Potassium also plays key roles in sugar metabolism and sugar remobilization under drought stress. For example, Martineau et al. [38] reported that the sugars are accumulated during drought stress in maize which are reallocated with optimum potassium nutrition, possibly due to an improvement in photosynthesis and phloem transport of carbohydrates from leaves to roots. They also found that sugar transport was 35% lower in potassium deficit plants than potassium sufficient plants [38]. This decrease in assimilate transport is attributed to the decreased activity of sucrose phosphate synthase, a key enzyme in sucrose formation [39]. According to Cakmak et al. [40], the potassium effect on sucrose transport accounts for most of the plant responses undergoing potassium stress which include: sugar accumulation, negative feedback on photosynthesis [41], and lower growth rates. Potassium application also improves the zeatin, Z ribiside, and abscisic acid contents during grain filling which increase the sink strength [28,42], and thus result in better grain filling and grain yield under drought stress, as was observed in this study. Increase in grain weight due to potassium application in this study might be attributed to increased activity of photosynthesis which finally improves the source-sink relationship resulting in better grain development [24,43]. In a previous study, Amanullah et al. [24] reported that foliar and soil applied potassium improved the growth, yield, and yield components of maize under drought stress conditions. Many other studies in Pakistan [44,45,46,47], China [48,49,50,51], and USA [52] have reported an improvement in maize performance due to potassium application under optimal and suboptimal conditions. Thus, improvement in grain yield in maize hybrids under drought stress due to potassium application was possibly due to an improvement in osmolyte accumulations, activation of antioxidants, or improved sugar metabolism which improves the grain weight ultimately resulting in better grain yield and water productivity.

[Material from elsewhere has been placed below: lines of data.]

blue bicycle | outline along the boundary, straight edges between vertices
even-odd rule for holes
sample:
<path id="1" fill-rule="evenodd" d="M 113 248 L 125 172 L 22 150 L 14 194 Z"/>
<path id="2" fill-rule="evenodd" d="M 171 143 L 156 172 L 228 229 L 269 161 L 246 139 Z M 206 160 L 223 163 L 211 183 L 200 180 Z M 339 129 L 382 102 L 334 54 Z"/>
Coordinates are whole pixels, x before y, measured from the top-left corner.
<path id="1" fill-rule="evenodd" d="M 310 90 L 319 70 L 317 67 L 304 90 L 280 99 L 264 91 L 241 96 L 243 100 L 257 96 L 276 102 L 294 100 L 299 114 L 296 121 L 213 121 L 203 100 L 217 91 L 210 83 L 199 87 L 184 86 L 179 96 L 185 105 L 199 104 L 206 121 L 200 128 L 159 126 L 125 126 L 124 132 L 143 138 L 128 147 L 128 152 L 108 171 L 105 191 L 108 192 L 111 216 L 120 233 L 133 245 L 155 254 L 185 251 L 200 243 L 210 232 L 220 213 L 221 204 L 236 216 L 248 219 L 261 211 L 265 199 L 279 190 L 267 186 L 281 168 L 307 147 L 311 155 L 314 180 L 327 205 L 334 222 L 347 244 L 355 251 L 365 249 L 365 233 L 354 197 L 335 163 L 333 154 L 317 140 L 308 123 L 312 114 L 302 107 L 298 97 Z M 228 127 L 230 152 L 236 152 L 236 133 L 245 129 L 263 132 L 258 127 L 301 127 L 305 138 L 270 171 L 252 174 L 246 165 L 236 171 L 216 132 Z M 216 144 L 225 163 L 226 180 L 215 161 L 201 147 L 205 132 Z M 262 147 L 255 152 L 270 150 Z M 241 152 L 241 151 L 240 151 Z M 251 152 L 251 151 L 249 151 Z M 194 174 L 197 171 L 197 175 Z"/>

Maize hybrids also differed for 1000-grain weight, biological yield, grain yield, water productivity, and drought susceptibility. These differences in the grain weight, grain yield, water productivity, and drought susceptibility are desirable for cereals [53] and could be useful to identify better maize hybrids to cope with drought stress in the future. These differences are due to the diverse origin and the variation in the genetic makeup of each hybrid.

6. Conclusions

Potassium application improved yield traits and water productivity under both normal and water stress conditions, but effect was more prominent under water stress conditions than normal conditions. Potassium application also alleviated drought susceptibility of all hybrids. The performance of maize hybrids was maximum under potassium application at 75 kg ha−1, and therefore maize farmers in arid regions with a problem of water stress may get higher productions under potassium application at 75 kg ha−1.